In a separate study, three independent groups of biochemists visualized and interacted with individual biological modules in a virtual immersive environment. In each case, the groups yielded new insights after 90 minutes in the human-scale environment that they hadn’t discovered during months or years examining the same data on a desktop computer.
In one case, a group found a molecular pocket that it hadn’t seen before. The researchers credited not only the human-sized scale but the greater opportunity to collaborate during their interactive viewing of the giant models. Two of the groups produced new scientific papers in part as a result of these new insights.
“Once they’re literally standing inside their molecule, and are able to interact three-dimensionally, they’re able to make judgments and take measurements that wouldn’t be possible otherwise,” Gruchalla said.
Complementing the immersive virtual environment of the Collaboration Room is the Insight Center Visualization Room, which is used for presentations and the exploration of large-scale data. Its high-resolution screen is composed of more than 14 million pixels.
The presentation room uses LED projectors that generate minimal heat.
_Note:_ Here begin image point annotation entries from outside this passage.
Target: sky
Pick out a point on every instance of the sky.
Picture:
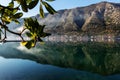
(61, 4)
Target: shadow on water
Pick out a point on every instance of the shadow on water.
(73, 61)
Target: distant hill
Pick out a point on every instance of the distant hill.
(95, 18)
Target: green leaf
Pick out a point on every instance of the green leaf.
(18, 15)
(33, 4)
(28, 44)
(50, 0)
(49, 8)
(11, 4)
(24, 5)
(41, 11)
(15, 10)
(16, 21)
(44, 34)
(28, 34)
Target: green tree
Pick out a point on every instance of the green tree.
(11, 13)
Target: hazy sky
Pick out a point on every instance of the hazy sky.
(62, 4)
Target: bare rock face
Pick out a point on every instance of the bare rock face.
(96, 17)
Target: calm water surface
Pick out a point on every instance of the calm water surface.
(60, 61)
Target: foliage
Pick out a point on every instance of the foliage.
(11, 13)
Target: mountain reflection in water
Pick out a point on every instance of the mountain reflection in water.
(72, 61)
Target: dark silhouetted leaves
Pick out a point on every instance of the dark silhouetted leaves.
(49, 8)
(18, 15)
(33, 4)
(41, 11)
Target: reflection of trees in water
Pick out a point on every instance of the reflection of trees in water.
(94, 57)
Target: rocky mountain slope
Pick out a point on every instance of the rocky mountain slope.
(93, 18)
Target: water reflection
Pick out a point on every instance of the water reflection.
(78, 61)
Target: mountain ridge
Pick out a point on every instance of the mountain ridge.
(92, 19)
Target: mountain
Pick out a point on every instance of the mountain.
(94, 18)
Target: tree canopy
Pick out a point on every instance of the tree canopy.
(11, 13)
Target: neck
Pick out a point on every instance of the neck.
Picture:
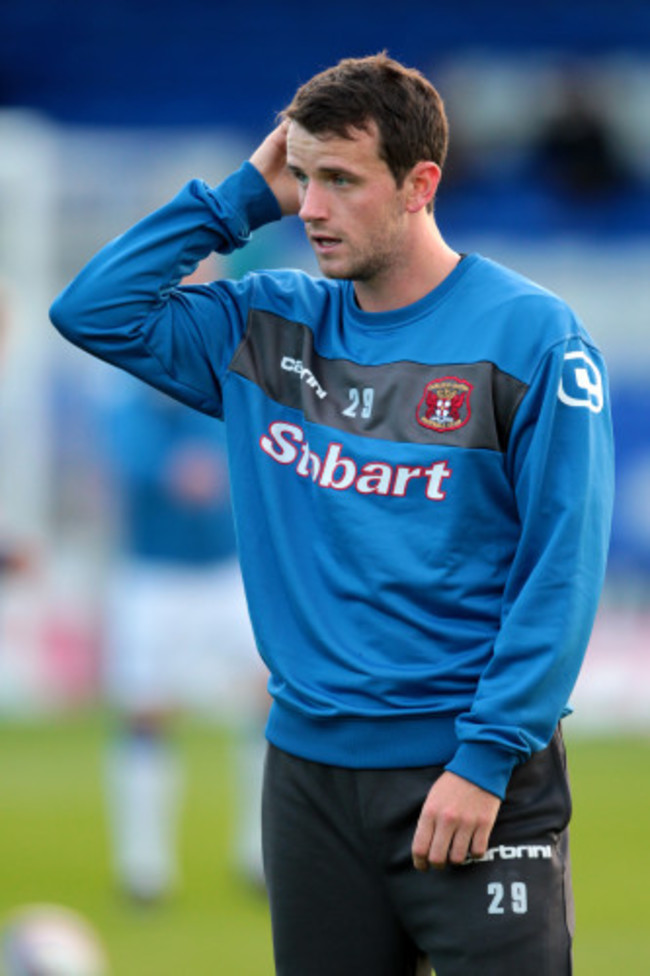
(424, 263)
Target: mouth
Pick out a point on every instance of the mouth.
(324, 243)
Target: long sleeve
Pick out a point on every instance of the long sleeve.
(125, 305)
(561, 459)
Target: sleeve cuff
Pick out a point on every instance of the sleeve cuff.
(484, 765)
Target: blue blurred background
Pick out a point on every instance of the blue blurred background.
(107, 108)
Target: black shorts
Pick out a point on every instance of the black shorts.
(346, 900)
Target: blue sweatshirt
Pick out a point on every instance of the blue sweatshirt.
(422, 496)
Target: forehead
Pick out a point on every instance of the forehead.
(330, 151)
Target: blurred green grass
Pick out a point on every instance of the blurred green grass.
(52, 848)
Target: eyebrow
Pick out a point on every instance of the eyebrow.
(326, 170)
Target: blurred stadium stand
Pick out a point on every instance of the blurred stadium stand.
(106, 109)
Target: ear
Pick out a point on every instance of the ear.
(421, 185)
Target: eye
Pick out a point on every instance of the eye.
(299, 176)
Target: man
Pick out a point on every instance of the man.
(421, 461)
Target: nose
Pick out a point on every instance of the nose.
(313, 205)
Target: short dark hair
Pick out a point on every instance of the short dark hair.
(406, 108)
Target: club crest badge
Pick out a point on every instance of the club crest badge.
(445, 404)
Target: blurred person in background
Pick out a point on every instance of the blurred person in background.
(421, 457)
(576, 152)
(177, 633)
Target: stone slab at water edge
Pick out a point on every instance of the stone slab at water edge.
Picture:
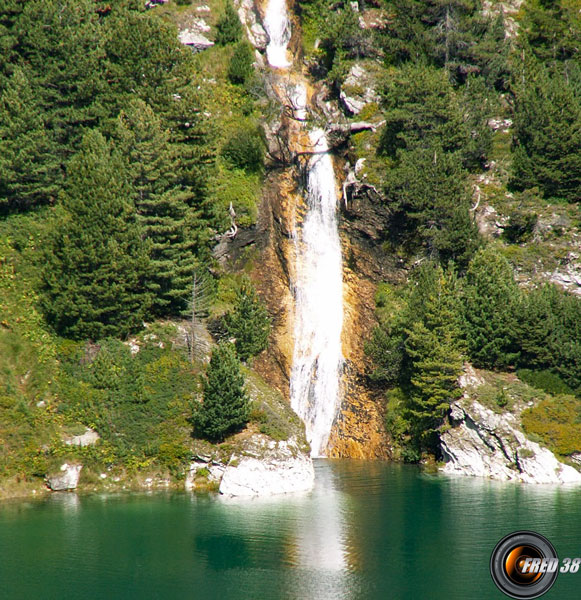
(266, 467)
(483, 443)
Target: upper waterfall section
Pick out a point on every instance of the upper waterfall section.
(277, 25)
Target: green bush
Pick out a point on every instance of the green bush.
(521, 224)
(240, 68)
(557, 422)
(245, 149)
(229, 27)
(544, 380)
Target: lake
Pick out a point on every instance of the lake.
(367, 531)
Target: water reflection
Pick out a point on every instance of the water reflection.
(367, 531)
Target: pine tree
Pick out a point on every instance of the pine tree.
(431, 202)
(62, 44)
(96, 261)
(248, 323)
(491, 299)
(193, 138)
(29, 171)
(226, 407)
(229, 27)
(435, 352)
(162, 206)
(240, 67)
(547, 130)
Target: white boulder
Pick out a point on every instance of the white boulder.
(67, 479)
(266, 468)
(483, 443)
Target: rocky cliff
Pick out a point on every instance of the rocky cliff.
(482, 442)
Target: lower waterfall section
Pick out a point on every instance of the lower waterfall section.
(318, 359)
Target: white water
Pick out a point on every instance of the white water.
(277, 26)
(318, 358)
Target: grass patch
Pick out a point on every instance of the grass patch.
(556, 422)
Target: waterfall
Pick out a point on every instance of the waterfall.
(278, 28)
(318, 286)
(318, 358)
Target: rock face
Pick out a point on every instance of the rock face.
(483, 443)
(266, 467)
(88, 438)
(67, 479)
(358, 90)
(195, 40)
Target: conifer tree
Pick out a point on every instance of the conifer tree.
(96, 261)
(248, 323)
(435, 351)
(491, 300)
(226, 406)
(547, 130)
(240, 67)
(229, 27)
(144, 58)
(62, 44)
(162, 206)
(28, 168)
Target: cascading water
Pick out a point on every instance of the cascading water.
(317, 361)
(318, 358)
(278, 28)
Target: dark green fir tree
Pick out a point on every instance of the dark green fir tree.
(96, 262)
(29, 170)
(248, 323)
(162, 205)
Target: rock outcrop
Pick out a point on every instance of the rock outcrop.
(484, 443)
(266, 467)
(88, 438)
(67, 479)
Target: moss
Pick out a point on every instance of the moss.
(557, 422)
(271, 413)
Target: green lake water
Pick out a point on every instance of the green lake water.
(367, 531)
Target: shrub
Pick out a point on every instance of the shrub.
(544, 380)
(245, 149)
(521, 224)
(229, 27)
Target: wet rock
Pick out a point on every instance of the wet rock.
(215, 471)
(266, 467)
(195, 40)
(88, 438)
(358, 89)
(254, 29)
(67, 479)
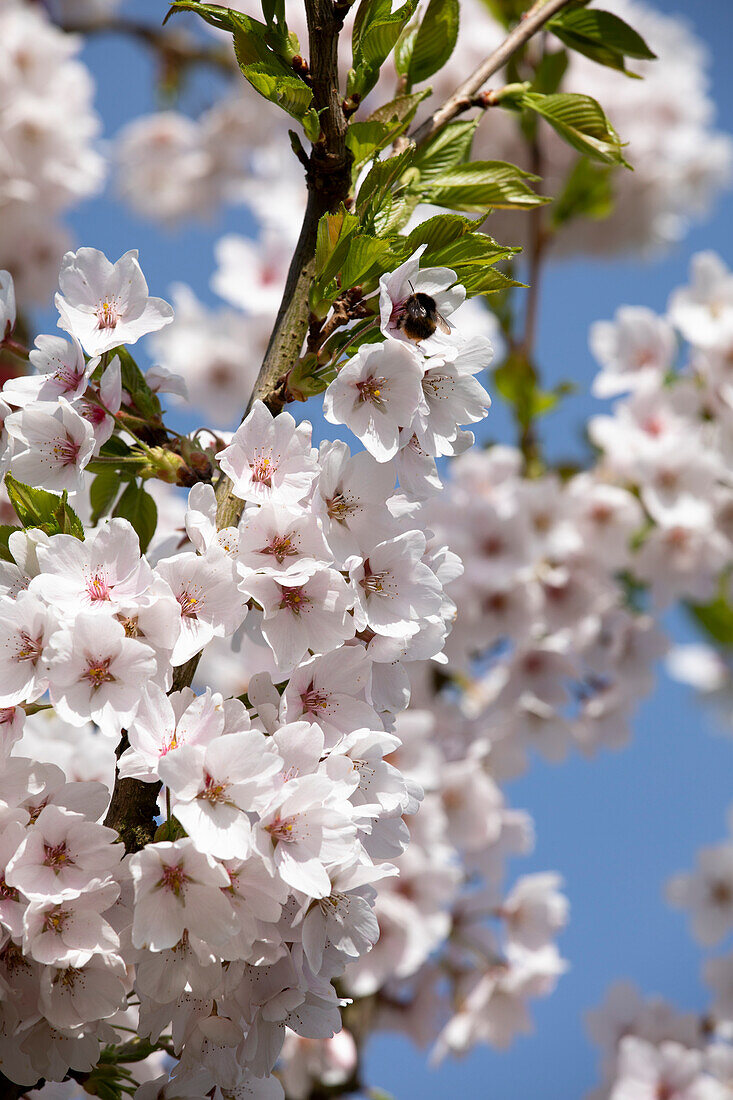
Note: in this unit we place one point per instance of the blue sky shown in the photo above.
(615, 827)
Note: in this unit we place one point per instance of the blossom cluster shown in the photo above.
(48, 132)
(286, 809)
(651, 1049)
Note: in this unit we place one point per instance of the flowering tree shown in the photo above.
(288, 704)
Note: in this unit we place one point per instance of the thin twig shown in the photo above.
(460, 100)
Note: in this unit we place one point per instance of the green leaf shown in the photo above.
(438, 231)
(104, 493)
(265, 67)
(6, 531)
(379, 180)
(456, 242)
(516, 382)
(549, 73)
(449, 147)
(139, 507)
(588, 193)
(286, 89)
(35, 507)
(375, 33)
(507, 12)
(600, 35)
(715, 619)
(401, 109)
(481, 185)
(435, 41)
(364, 253)
(580, 121)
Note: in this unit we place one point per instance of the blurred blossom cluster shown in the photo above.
(47, 141)
(291, 795)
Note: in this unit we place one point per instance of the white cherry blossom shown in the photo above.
(105, 305)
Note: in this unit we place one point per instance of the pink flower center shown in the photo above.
(67, 377)
(107, 315)
(173, 744)
(314, 700)
(95, 414)
(294, 598)
(55, 920)
(373, 582)
(7, 893)
(212, 791)
(283, 828)
(339, 508)
(98, 672)
(173, 879)
(97, 587)
(28, 649)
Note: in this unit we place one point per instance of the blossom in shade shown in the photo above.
(206, 591)
(178, 889)
(105, 305)
(302, 614)
(102, 573)
(375, 394)
(394, 589)
(61, 855)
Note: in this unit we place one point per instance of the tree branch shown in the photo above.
(329, 182)
(532, 21)
(174, 47)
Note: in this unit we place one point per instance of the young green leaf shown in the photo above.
(549, 73)
(580, 121)
(435, 41)
(102, 493)
(481, 185)
(139, 507)
(600, 35)
(35, 507)
(588, 193)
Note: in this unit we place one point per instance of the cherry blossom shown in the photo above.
(376, 394)
(105, 305)
(269, 458)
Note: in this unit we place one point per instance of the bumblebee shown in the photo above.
(418, 317)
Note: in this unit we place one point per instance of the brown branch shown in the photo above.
(532, 21)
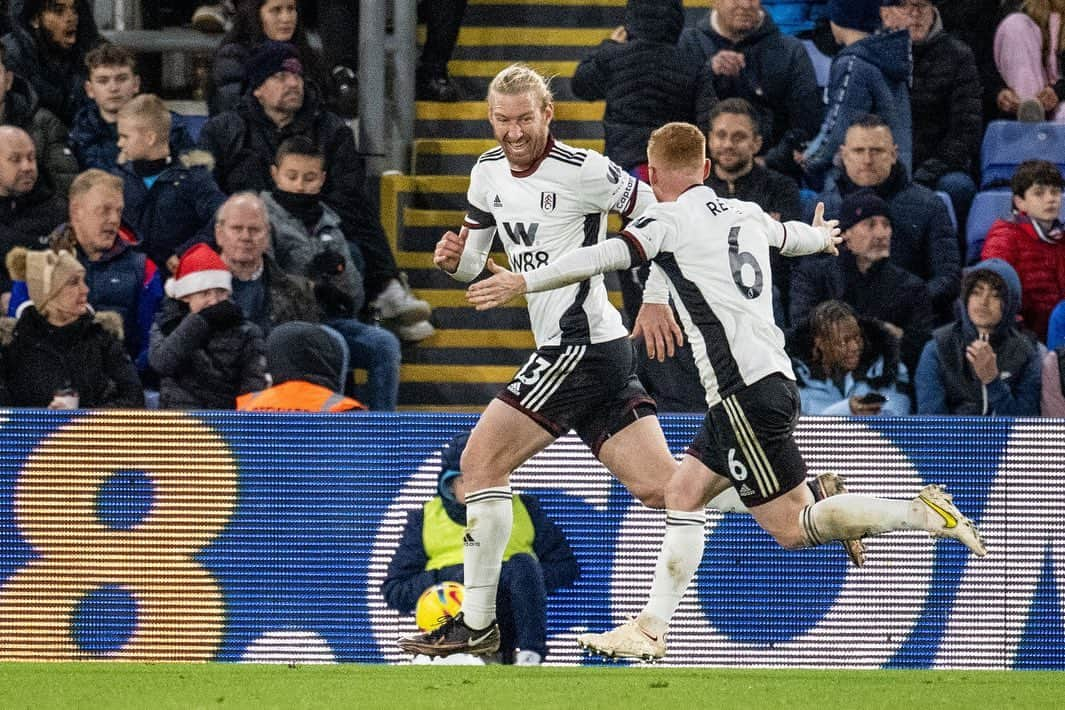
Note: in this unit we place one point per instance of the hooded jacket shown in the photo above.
(945, 381)
(868, 77)
(177, 210)
(777, 79)
(59, 78)
(55, 163)
(95, 142)
(879, 370)
(645, 81)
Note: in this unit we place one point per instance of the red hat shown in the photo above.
(200, 268)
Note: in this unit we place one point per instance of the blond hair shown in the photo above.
(677, 147)
(151, 112)
(519, 79)
(89, 179)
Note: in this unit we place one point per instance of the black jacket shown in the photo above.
(43, 359)
(777, 79)
(645, 81)
(946, 104)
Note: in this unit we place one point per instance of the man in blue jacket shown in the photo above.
(538, 560)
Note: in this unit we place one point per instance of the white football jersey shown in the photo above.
(558, 205)
(715, 254)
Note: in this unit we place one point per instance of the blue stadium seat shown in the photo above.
(987, 207)
(1006, 144)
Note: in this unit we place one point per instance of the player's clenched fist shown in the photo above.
(448, 250)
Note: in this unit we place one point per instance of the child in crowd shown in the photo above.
(112, 82)
(203, 348)
(169, 201)
(1032, 241)
(308, 241)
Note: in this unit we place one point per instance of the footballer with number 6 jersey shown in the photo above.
(714, 257)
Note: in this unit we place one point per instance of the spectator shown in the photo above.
(1053, 384)
(922, 236)
(945, 101)
(245, 142)
(47, 47)
(1028, 54)
(869, 75)
(169, 201)
(112, 83)
(848, 365)
(119, 278)
(981, 364)
(306, 366)
(866, 279)
(205, 350)
(309, 241)
(641, 75)
(256, 22)
(1033, 242)
(752, 60)
(538, 560)
(19, 106)
(60, 356)
(29, 208)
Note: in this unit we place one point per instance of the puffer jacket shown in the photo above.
(868, 77)
(200, 368)
(1039, 265)
(947, 105)
(55, 163)
(176, 211)
(645, 81)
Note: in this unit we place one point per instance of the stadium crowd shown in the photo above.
(201, 243)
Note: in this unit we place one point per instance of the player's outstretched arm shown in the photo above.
(496, 290)
(659, 330)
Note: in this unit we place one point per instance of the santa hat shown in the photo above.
(200, 268)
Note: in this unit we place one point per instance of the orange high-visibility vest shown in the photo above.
(296, 396)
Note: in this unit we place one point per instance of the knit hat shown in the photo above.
(200, 268)
(269, 59)
(861, 205)
(44, 273)
(862, 15)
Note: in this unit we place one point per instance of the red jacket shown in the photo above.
(1041, 266)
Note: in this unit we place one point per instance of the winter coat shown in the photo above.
(879, 370)
(176, 211)
(59, 78)
(947, 105)
(42, 359)
(945, 382)
(1039, 264)
(923, 241)
(202, 368)
(645, 81)
(868, 77)
(95, 142)
(244, 143)
(55, 163)
(28, 220)
(407, 576)
(294, 248)
(885, 292)
(777, 79)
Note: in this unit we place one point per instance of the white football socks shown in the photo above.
(490, 517)
(851, 516)
(678, 559)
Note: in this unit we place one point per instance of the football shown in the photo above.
(438, 604)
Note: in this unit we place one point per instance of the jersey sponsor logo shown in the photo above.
(521, 233)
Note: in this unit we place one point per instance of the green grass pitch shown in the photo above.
(159, 687)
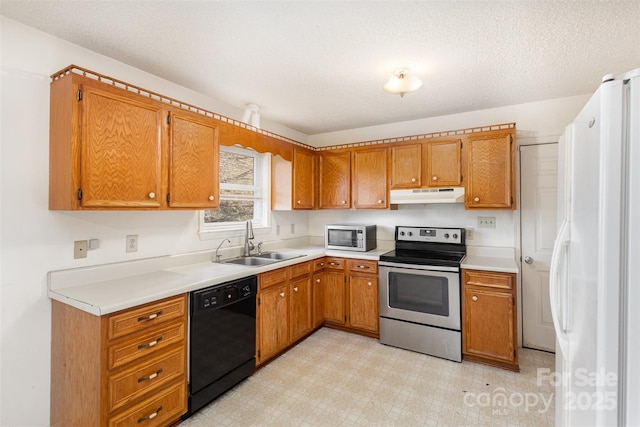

They’re rated for 60,000 hours of use, so they shouldn’t need to be replaced for about 20 or 30 years – or, more likely, until new technology supersedes them.
The screen will be used for, among other things, displaying images and simulation results from studies of electric vehicles, wind farm performance, biomass-degrading enzymes, and PV materials. “Using the high-resolution, large-scale display [on the Visualization side] of the Insight Center, we now have the visual real estate to lay out a significant amount of data simultaneously that will enable the analysis of ensembles of these types of simulations,” Gruchalla said.
The screen’s size allows researchers to, say, look at 500 meteorological variables at one time, instead of the dozen or so they could examine on a desktop. That illuminates trends and correlations that would otherwise be lost on the margins.
Insight Center Boon to Energy Systems Integration Facility
ESIF offers utility executives and other decision makers a place to research new technologies in a virtual environment before they’re loaded onto the actual grid. The United States is moving into an era with a higher penetration of renewable energy and distributed energy resources linked to the electric grid. NREL’s $135-million ESIF was built to help utilities prepare for the day in the not-too-distant future when the electric grid speeds power from all our energy resources to American homes, offices, and stores. ESIF’s Insight Center used less than 1% of that budget – about $1 million – but is expected to make a significant difference for researchers trying to understand the newest complexities in an integrated grid.
The two visualization rooms work hand in hand with NREL’s petaflop-scale High Performance Computer – which, not coincidentally, sits just a few feet from the big screens, connected by high-speed fiber. “What we’re doing is using new tools to better delve into terabytes to petabytes of complex data,” Gruchalla said.
The two new screens in the ESIF Insight Center open a different world to researchers used to peering into an electron microscope or a laptop screen to make discoveries.
“The researchers have been very excited to come in here and look at the data in large scale,” Gruchalla said. “To explore and see things in these data is quite a thrill.”